Harwich Farmers Pleased With Response To Farm Fest

by William F. Galvin

            HARWICH -- By all accounts Harwich Farm Fest is much like a squash left on the vine. It continues to grow.

            The third annual event ended Sunday with a farmer’s market at Brooks Park. Of the several farmers there called the five-day celebration of the agricultural community a great success.

            “It’s been a very good week,” cranberry grower John Sennott, chairman of the town’s agricultural commission, said Sunday afternoon. “It was bigger and better this year.”

            That was the assessment of several of the participating farm owners. Several reported as many a 100 people in attendance at the various events throughout the week.

            Donna Eaton of Cedar Spring Herb Farm off Long Pond Drive said she averaged about 100 visitors a day throughout the week. Scheduled events at the farm were very popular, she said, citing 45 people crowding into her kitchen for a session on cooking with herbs.
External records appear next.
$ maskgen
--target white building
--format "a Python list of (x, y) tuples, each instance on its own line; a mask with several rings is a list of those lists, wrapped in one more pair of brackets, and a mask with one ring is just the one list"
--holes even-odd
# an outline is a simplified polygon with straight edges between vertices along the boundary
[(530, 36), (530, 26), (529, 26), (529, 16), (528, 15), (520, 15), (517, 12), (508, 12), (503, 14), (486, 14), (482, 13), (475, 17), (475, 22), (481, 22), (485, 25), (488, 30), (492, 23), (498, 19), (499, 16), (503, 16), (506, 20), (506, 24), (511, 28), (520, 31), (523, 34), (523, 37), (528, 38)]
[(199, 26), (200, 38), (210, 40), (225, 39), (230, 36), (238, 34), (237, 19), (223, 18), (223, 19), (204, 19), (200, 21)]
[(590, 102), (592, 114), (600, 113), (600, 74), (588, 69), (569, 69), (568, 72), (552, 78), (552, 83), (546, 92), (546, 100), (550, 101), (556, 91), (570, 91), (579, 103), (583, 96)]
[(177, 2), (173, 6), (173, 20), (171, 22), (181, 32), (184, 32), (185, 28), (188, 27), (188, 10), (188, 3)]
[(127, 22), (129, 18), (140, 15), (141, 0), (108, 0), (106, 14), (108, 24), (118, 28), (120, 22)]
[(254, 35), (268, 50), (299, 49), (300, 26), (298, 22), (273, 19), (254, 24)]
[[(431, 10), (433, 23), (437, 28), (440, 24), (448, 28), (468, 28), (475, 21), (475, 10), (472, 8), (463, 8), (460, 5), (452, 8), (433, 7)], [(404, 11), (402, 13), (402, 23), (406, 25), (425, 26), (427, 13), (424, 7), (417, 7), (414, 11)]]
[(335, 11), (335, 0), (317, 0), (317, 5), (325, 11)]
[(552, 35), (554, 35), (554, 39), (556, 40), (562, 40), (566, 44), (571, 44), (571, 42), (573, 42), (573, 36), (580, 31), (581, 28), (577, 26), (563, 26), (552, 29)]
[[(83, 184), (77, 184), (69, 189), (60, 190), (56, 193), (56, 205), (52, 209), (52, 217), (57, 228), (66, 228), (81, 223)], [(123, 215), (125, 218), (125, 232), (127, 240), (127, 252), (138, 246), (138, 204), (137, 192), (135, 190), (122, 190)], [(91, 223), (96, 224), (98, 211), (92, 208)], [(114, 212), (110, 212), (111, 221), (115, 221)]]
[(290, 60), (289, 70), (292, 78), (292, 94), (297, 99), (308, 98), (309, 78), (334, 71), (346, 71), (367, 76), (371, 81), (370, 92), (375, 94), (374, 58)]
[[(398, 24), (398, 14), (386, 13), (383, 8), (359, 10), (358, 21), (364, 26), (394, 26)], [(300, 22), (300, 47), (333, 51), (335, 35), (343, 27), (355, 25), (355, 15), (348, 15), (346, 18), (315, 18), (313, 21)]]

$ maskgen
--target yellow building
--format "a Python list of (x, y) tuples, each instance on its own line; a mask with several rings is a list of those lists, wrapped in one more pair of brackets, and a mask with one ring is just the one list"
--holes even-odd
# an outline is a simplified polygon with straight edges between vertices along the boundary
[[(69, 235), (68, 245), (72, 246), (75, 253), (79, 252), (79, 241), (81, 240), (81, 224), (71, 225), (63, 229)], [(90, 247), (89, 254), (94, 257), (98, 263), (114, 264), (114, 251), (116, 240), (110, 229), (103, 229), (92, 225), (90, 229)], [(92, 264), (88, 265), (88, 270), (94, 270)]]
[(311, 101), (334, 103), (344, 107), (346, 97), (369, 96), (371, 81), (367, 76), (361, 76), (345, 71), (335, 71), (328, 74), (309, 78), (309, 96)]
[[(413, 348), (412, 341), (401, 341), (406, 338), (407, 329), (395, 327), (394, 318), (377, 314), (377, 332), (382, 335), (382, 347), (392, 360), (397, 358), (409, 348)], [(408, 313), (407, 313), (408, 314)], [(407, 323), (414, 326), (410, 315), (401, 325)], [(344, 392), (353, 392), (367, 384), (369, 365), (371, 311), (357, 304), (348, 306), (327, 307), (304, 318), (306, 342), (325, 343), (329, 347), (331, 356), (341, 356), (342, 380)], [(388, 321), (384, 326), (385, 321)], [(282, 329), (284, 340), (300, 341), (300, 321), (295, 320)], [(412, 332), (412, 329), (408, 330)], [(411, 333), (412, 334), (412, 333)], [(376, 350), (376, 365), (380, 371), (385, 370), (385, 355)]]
            On Friday, beekeeper Jim Coelho drew a crowd at the farm when he donned his gear and gave a hands-on lecture about the importance of bees to farming. Coelho also demonstrated the crafty exercise of obtaining honey from his hives, entertaining such questions as, “Do the bees get to know you?”

            Coelho pointed out a bee has a six-week life cycle, and if he has not visited the hive in that period it is not likely those bees know him when he comes to harvest the honey. But through the history of mankind honey has been harvested from bee hives, but it is only in the past couple of hundred years ways that have been devised to do so without first killing the creatures, he said.

Eaton said these bees are important to the production of food on the farm. She said before Coelho brought his bee hives to her farm a year ago production was down 50 percent because of the lack of cross-pollination.  About 30 people gathered around on Friday as Coelho demonstrated how to remove the honey from the hives.

Cranberry grower Wayne Coulson said 60 people attended a session at his bogs off Main Street in North Harwich on Saturday.

“It’s always interesting how little people know about agriculture on the Cape,” Coulson said. “But they ask interesting questions.”

Coulson said there was interest in both wet and dry picking of berries, how they sell them and where they go for processing. The cranberry grower said there were about 60 people at the farm on Saturday, a combination of Cape residents and tourists.

Leo Cakounes of Cape Farm Supply and Cranberry Company, also located along Main Street in North Harwich, said he had 60 to 70 people visit on Thursday and he broke them down to three separate tours, which included a visit to his animal pens and a glimpse into the larger cranberry bog tour he runs with his family at the farm.

Cakounes said there were a lot of questions about the history of cranberries and people had good questions about agriculture issues facing the community.

Brent Hemeon of Hemeon’s Farm off Bank Street said he had a good crowd of people this year when he provided a tour of his gardens and orchards. Hemeon talked about growing vegetables, apples and hydrangeas.

“People were inquisitive and I was very impressed,” Hemeon said. “When I gave my lecture on apples people were most interested in how things work.”

The Bank Street farmer said a number of people came to his farm stand during the week, but he was quite impressed with the interest in the farmer’s market. Hemeon said he was waiting for a moment so he could break away and go back to the farm for more produce.

“I’m surprised with this farmer’s market,” Hemeon said while bagging apples in Brooks Park on Sunday. “I’m going to run out of stuff.”       

             Sennott said they didn’t push the farmer’s market much the first year, but he added he can see how it would take off. He said the agricultural community needs a bigger piece of land from which to operate. His commission has been pushing for conservation land at the corner of Oak Street and Queen Anne Road.

            “People are into organic vegetables,” Sennott said of the interest at the farmer’s market.

            Sennott said he had 60 people at a tour of his cranberry bogs on Tuesday, adding that working with the chamber of commerce on Harwich Farm Fest helped with its visibility. He said Hy-Tide Farm on Depot Street also report 100 people at its tour.

            “Honestly, I do think people are coming to Harwich and staying here because of Farm Fest,” Sennott said, citing visitors from Wisconsin and New York who had spoken to him about the festival.